El viento aullaba como un animal herido.
Rasgaba el cielo gris del interior de Paraná, arrancando tejas, derribando postes y transformando calles enteras del municipio de União da Vitória en un río de barro violento. La inundación, causada por la tormenta Helena, ya era considerada la peor en más de veinte años.
En lo alto de una casa casi completamente sumergida, un niño de 9 años temblaba—empapado, descalzo y aferrado con todas sus fuerzas a un pequeño perro mestizo de color caramelo. El cachorro, llamado Bento, temblaba tanto que el pecho de Gabriel Santos vibraba con el miedo del animal.
“Aguanta, Bentinho… estoy contigo…”, murmuró el niño, castañeteando los dientes.
La casa que antes era su hogar—con olor a café recién hecho y pastel de maíz los domingos—ahora era solo un pedazo de techo luchando contra la furia del agua. Aquella mañana, cuando el nivel del agua subió de repente, Gabriel y sus padres intentaron llegar a la parte más alta, pero sus padres fueron arrastrados por la corriente.

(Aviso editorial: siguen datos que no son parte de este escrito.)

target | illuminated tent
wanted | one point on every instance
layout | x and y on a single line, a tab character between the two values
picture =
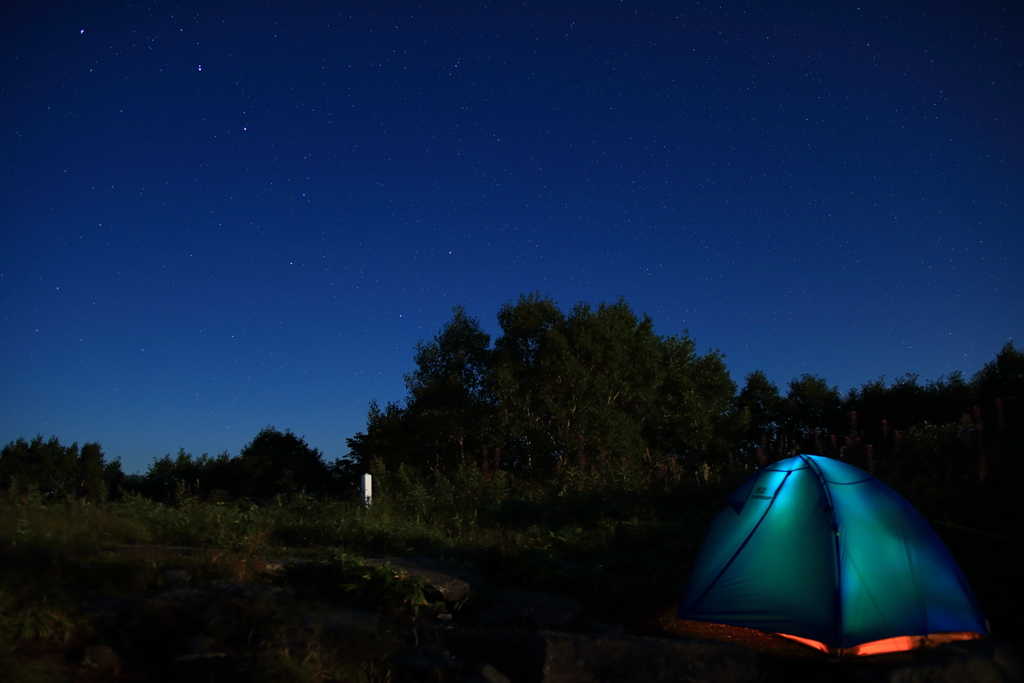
821	552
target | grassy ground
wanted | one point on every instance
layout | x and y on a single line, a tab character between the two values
623	548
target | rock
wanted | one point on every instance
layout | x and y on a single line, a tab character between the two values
341	620
449	579
983	660
547	611
426	659
603	629
578	658
102	657
487	674
174	578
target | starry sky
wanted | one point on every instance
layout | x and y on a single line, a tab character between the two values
220	216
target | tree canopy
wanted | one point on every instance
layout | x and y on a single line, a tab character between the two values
553	386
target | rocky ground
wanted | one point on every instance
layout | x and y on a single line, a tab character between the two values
205	632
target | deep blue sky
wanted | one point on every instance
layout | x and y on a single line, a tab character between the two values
216	216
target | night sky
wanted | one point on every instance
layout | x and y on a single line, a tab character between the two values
217	216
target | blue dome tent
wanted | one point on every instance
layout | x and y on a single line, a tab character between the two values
821	552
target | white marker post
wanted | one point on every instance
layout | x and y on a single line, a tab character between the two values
368	488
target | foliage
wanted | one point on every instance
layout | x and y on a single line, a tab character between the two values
56	471
551	387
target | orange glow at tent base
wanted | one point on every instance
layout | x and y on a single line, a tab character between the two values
888	645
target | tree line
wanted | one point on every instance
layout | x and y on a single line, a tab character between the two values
556	388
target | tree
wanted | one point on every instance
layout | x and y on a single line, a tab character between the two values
56	471
448	396
281	463
1001	379
811	403
760	403
553	387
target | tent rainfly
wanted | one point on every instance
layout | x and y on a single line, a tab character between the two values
821	552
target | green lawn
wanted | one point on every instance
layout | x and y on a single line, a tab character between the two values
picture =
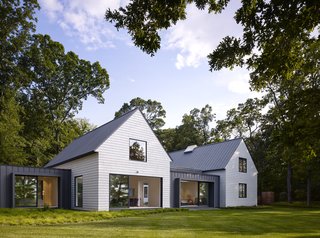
276	221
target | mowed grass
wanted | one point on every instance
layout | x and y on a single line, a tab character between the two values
275	221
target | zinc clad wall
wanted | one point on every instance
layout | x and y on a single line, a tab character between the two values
114	158
7	174
88	168
234	177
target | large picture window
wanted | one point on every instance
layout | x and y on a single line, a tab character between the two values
26	191
242	165
119	190
138	150
242	190
79	191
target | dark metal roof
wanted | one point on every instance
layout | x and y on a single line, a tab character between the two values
208	157
89	142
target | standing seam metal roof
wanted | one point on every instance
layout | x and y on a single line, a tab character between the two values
208	157
89	142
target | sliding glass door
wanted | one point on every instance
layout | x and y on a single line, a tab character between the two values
34	191
119	191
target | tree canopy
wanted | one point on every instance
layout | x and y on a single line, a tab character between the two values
42	88
151	109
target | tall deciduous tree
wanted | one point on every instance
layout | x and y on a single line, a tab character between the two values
279	38
17	22
59	83
152	110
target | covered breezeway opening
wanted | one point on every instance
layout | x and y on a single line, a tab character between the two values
127	191
195	193
36	191
192	188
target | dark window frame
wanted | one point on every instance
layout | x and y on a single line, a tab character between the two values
36	190
145	150
37	195
110	195
243	190
76	200
243	165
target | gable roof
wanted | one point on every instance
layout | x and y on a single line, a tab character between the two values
208	157
89	142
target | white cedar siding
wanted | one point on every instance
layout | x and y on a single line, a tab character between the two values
114	158
234	177
222	174
88	168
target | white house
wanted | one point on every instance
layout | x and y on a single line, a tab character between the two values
122	164
119	164
230	161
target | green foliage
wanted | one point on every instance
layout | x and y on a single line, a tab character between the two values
152	111
24	216
144	19
194	130
41	90
11	142
17	22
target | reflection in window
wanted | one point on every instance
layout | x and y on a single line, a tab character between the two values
242	165
138	150
79	191
25	191
203	193
242	190
119	190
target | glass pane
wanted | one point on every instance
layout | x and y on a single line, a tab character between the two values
79	191
119	191
25	191
138	150
188	193
203	193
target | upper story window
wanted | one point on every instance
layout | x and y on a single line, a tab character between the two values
242	190
138	150
242	165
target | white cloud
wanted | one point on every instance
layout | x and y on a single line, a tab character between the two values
199	34
84	20
52	8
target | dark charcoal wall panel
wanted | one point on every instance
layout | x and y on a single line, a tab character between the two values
7	174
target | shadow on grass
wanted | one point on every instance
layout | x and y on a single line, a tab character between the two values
248	222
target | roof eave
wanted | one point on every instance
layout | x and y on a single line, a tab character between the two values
71	159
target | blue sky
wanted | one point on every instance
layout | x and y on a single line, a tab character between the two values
178	75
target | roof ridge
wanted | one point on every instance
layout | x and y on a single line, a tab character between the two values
114	119
216	143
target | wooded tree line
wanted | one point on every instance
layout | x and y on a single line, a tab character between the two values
42	88
280	47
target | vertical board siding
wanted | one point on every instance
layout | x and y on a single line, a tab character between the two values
114	158
88	168
231	177
234	177
223	185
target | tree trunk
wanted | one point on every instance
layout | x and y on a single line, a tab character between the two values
289	185
308	187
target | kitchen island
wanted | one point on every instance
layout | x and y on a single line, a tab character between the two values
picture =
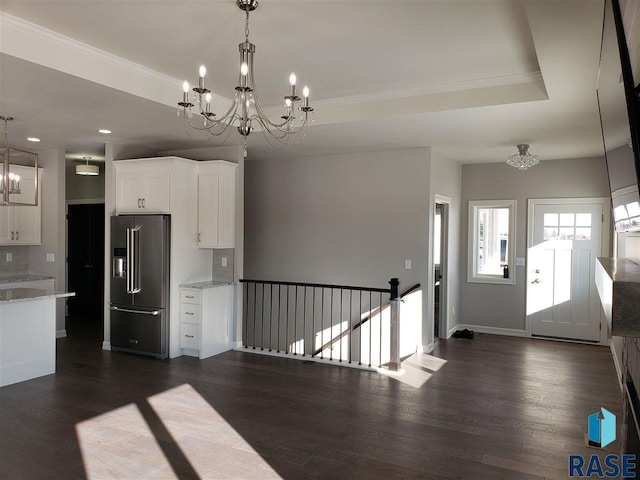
27	333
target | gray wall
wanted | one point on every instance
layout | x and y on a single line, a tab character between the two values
347	219
503	306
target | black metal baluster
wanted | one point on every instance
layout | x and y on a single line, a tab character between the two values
279	295
349	324
380	316
370	324
360	330
286	338
304	320
340	323
322	326
313	324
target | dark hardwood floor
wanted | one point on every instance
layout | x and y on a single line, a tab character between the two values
488	408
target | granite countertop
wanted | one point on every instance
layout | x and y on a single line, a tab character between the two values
23	277
11	295
621	269
207	284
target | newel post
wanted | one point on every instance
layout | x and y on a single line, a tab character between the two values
394	337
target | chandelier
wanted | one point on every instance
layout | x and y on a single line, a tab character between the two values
15	159
246	112
523	159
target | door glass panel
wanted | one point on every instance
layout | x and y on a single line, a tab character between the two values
566	233
583	219
550	219
583	233
550	233
567	219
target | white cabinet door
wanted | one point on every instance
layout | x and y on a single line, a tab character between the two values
128	192
216	205
143	188
155	192
208	193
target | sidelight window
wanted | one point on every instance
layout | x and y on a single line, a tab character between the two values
492	241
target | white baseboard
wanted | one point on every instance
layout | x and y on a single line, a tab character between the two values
509	332
617	364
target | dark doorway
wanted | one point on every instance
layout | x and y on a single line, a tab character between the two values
85	251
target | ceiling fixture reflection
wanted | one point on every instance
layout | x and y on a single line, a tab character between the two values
523	159
246	111
87	169
13	162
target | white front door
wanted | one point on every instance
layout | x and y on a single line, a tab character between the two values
563	242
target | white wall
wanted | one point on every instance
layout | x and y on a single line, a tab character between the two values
503	306
54	228
348	219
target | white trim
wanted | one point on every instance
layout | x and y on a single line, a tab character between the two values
508	332
307	358
472	275
604	248
618	367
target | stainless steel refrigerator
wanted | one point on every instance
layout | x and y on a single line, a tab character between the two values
140	253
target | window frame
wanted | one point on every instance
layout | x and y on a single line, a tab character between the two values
472	261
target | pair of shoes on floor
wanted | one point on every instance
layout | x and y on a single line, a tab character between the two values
463	334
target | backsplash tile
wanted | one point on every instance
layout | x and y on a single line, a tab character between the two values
18	264
220	273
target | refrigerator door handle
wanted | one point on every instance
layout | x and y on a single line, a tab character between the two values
133	272
153	312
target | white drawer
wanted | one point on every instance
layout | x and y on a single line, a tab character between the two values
189	336
190	313
190	296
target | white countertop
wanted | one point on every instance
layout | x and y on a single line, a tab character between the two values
11	295
23	277
203	285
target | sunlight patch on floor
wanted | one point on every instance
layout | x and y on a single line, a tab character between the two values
120	445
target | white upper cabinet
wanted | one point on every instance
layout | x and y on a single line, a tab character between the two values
143	187
216	204
21	225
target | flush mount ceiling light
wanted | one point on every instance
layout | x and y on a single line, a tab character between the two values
523	159
246	110
16	164
87	169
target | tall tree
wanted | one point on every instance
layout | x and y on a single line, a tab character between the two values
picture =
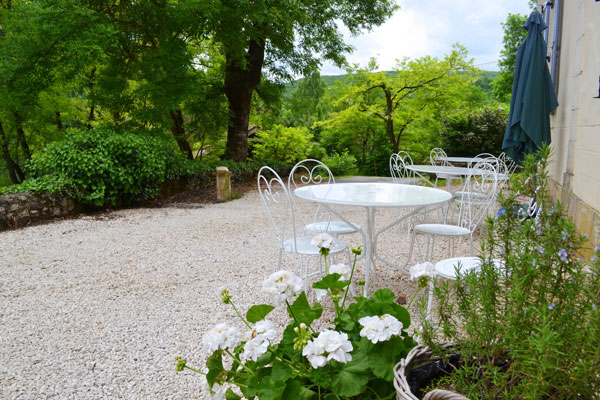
415	91
279	37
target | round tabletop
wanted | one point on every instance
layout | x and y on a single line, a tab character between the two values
466	160
440	169
373	194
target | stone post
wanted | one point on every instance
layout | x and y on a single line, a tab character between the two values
223	184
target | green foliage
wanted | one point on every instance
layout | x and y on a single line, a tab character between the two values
285	371
341	164
474	132
514	34
532	326
101	167
283	144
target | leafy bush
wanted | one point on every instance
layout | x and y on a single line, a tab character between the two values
475	132
283	144
532	326
352	358
100	167
341	164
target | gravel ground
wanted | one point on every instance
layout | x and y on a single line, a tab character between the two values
98	307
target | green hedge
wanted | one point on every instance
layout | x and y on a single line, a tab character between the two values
100	167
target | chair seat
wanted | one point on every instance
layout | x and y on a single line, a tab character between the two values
332	227
442	229
447	268
305	248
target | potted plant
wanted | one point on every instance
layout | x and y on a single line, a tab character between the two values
529	329
350	357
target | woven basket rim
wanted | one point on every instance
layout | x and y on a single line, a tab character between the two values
417	357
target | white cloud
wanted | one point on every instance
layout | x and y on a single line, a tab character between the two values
431	27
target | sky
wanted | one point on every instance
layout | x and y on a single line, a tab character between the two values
431	27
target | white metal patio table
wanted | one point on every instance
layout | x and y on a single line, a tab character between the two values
442	171
461	160
373	195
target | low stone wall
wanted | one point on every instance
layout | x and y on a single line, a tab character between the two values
21	209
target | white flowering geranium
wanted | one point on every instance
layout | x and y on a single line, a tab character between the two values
221	337
380	329
281	286
350	357
329	345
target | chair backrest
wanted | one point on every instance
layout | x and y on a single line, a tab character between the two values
478	193
310	172
511	165
398	170
435	157
278	205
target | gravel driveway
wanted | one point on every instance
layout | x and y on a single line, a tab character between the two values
98	307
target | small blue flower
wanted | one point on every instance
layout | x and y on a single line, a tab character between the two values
563	254
540	250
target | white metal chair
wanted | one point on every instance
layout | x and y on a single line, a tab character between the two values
478	193
281	214
315	217
398	170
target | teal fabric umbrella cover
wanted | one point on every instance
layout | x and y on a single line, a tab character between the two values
533	97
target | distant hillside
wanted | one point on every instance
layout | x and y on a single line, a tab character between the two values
484	81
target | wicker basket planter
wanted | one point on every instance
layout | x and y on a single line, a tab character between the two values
418	369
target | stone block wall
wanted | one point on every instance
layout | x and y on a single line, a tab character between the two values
21	209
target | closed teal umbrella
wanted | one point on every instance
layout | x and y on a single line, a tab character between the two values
533	97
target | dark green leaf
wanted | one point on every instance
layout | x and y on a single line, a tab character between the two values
383	356
353	378
302	311
230	395
331	281
296	390
258	312
281	371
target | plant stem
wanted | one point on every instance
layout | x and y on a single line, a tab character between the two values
348	287
240	315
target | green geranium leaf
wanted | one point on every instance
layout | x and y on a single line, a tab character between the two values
296	390
303	312
346	323
384	355
215	367
281	371
258	312
353	378
383	296
269	390
230	395
331	281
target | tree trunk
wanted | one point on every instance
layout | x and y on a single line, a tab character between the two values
14	171
59	125
91	115
178	131
21	134
240	82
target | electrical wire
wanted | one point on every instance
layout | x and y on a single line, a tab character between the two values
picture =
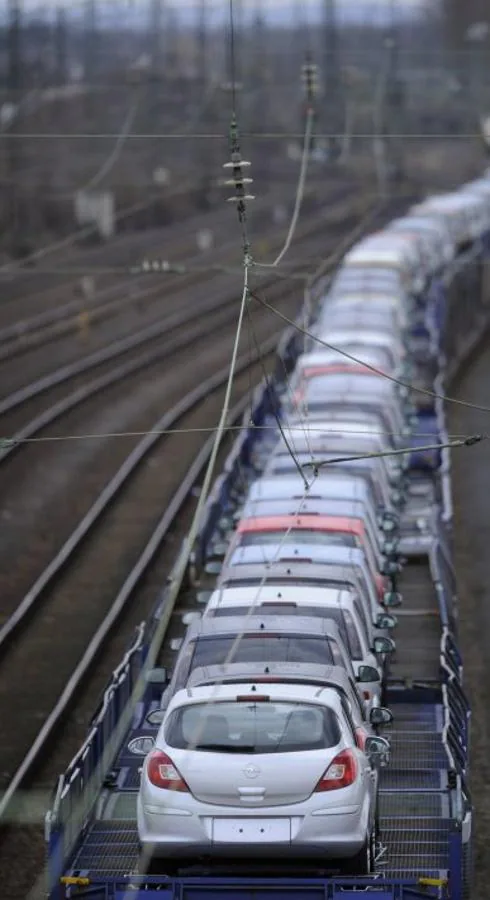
113	157
12	441
470	441
299	193
411	387
289	445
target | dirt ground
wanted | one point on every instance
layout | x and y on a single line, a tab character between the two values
471	491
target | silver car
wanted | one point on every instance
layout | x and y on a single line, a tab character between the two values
329	575
264	638
260	771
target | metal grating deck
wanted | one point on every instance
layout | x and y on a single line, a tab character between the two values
413	804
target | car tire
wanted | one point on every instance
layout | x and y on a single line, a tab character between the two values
363	862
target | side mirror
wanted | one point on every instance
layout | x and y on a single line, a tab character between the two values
377	750
156	717
396	498
218	550
157	676
225	523
388	526
384	620
390	568
213	567
392	599
383	645
367	674
141	746
380	715
389	548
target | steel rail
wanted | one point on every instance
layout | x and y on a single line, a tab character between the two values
137	572
27	334
117	348
166	421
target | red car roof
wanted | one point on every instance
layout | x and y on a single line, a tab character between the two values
339	368
312	523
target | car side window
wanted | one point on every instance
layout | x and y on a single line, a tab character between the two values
359	706
346	708
183	667
336	654
362	616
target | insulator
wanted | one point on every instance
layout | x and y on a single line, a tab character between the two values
240	199
237	181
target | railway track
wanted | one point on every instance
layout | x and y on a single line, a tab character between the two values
47	638
144	303
47	575
62	297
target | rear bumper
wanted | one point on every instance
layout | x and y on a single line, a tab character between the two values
312	836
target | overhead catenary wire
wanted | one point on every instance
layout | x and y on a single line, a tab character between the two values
289	444
10	441
469	441
400	382
299	194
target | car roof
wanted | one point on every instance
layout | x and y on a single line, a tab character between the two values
319	523
353	336
339	383
289	694
258	673
263	623
338	426
311	506
246	596
278	486
277	569
262	553
330	440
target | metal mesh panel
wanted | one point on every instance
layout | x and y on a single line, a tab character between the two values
110	849
405	804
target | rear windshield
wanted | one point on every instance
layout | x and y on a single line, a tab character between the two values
252	727
304	535
263	647
283	580
341	617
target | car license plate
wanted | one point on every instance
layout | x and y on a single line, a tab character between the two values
254	831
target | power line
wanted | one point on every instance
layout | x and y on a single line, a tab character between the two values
411	387
14	149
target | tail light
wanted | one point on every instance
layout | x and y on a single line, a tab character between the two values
162	772
361	736
341	772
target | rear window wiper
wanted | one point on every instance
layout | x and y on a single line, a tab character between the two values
225	748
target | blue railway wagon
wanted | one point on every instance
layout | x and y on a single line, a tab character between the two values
425	807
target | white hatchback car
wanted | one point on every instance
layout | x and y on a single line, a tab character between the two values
255	770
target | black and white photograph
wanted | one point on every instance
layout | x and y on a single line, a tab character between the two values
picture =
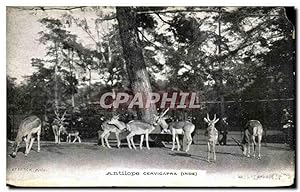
160	96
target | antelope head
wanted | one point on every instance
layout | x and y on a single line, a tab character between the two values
211	123
160	120
115	121
61	119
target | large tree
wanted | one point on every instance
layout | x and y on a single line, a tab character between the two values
133	55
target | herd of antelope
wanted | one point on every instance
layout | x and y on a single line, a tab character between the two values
31	126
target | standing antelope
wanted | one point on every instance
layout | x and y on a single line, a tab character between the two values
212	134
27	128
58	126
135	127
108	128
73	134
176	128
253	129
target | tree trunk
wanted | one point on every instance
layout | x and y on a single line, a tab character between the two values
135	64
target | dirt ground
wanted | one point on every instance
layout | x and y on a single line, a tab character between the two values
87	164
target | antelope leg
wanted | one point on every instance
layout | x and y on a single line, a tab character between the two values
173	139
178	144
118	140
38	140
141	141
147	141
30	145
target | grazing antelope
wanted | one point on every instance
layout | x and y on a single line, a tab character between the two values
212	134
108	128
58	126
27	128
135	127
73	134
253	129
176	128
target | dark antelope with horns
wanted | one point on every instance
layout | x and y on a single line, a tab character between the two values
176	128
212	137
253	129
27	129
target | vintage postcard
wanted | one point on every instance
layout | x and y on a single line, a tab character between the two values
151	96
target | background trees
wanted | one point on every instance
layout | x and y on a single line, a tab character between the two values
225	54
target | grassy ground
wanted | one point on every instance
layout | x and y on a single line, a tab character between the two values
88	164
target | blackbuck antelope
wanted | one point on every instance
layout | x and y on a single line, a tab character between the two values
27	129
176	128
58	126
135	127
253	129
212	134
71	134
109	128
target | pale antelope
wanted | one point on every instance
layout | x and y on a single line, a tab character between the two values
212	134
253	129
176	128
135	127
58	126
27	129
108	128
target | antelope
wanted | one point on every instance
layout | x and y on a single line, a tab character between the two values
72	134
253	129
27	128
212	134
58	126
135	127
108	128
177	128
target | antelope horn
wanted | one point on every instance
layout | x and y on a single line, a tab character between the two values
56	113
207	115
63	117
164	112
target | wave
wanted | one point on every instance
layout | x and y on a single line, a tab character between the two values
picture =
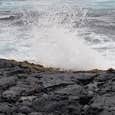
51	37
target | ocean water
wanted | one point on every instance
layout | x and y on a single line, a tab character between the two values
67	34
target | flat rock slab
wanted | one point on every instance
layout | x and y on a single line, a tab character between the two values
29	89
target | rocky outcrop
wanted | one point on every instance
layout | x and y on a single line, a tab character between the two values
29	89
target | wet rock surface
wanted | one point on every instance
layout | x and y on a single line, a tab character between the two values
28	89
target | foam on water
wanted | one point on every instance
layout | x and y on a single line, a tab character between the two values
51	36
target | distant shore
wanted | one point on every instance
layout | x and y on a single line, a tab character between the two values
31	89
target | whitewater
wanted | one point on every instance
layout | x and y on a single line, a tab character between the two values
66	34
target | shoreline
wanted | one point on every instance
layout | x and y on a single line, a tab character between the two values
30	89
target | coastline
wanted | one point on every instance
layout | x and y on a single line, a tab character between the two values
32	89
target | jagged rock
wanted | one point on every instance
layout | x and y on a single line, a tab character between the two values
7	108
29	89
6	82
12	94
25	109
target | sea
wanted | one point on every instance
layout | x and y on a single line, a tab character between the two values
66	34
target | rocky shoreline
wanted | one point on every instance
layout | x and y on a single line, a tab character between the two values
29	89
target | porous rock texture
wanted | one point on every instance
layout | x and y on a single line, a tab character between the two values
29	89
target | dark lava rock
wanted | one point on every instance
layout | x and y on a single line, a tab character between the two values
29	89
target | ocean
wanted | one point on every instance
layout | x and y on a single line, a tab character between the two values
66	34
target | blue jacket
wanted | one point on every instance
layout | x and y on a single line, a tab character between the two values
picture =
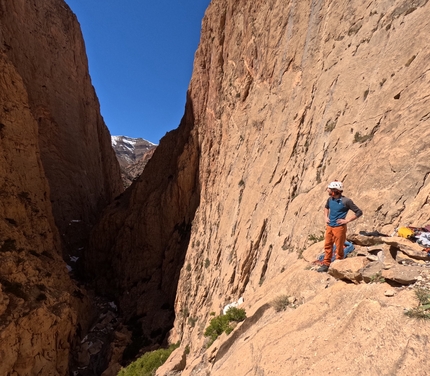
339	207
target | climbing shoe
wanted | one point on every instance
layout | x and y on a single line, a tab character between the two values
322	269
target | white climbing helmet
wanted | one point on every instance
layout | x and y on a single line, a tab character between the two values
336	185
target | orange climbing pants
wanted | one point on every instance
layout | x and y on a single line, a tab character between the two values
334	235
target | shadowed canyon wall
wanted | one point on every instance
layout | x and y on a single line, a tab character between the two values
57	172
286	96
44	42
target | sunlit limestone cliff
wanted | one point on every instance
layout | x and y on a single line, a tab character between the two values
285	97
57	172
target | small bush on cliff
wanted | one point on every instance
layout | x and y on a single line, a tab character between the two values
423	309
221	324
147	364
280	303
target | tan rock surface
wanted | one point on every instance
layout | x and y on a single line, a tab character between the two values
38	313
57	172
44	43
284	97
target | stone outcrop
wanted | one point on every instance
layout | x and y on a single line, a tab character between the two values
133	154
44	43
284	97
39	304
57	172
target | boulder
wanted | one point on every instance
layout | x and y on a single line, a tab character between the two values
403	274
370	272
407	247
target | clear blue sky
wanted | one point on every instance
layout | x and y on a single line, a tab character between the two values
140	55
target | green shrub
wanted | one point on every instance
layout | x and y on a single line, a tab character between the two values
221	324
280	303
147	364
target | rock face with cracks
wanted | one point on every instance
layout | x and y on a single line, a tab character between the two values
284	98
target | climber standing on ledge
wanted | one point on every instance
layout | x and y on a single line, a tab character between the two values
335	211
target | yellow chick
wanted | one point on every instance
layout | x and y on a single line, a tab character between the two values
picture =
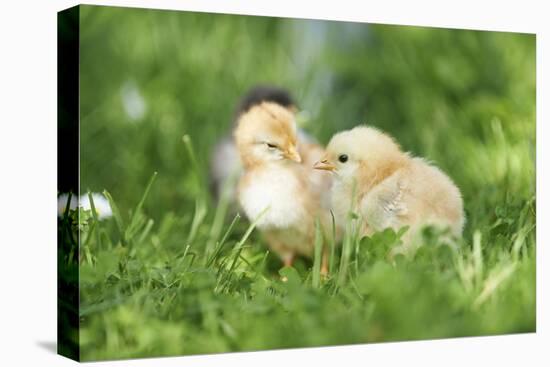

Gabriel no sabía si estaban vivos.
No sabía si alguien llegaría.
Solo sabía que Bento era todo lo que le quedaba—y nunca lo soltaría.
La estructura del techo crujió peligrosamente. Un trueno sacudió el cielo y Gabriel se encogió aún más. El agua seguía subiendo… centímetro a centímetro.
Agitando los brazos, vio un helicóptero de los bomberos a lo lejos.
“¡Aquí! ¡Por favor! ¡AQUÍ!” — gritó, pero su voz se perdió en el viento.
El helicóptero desapareció detrás de la cortina de lluvia.
Gabriel sintió que el corazón se le hundía.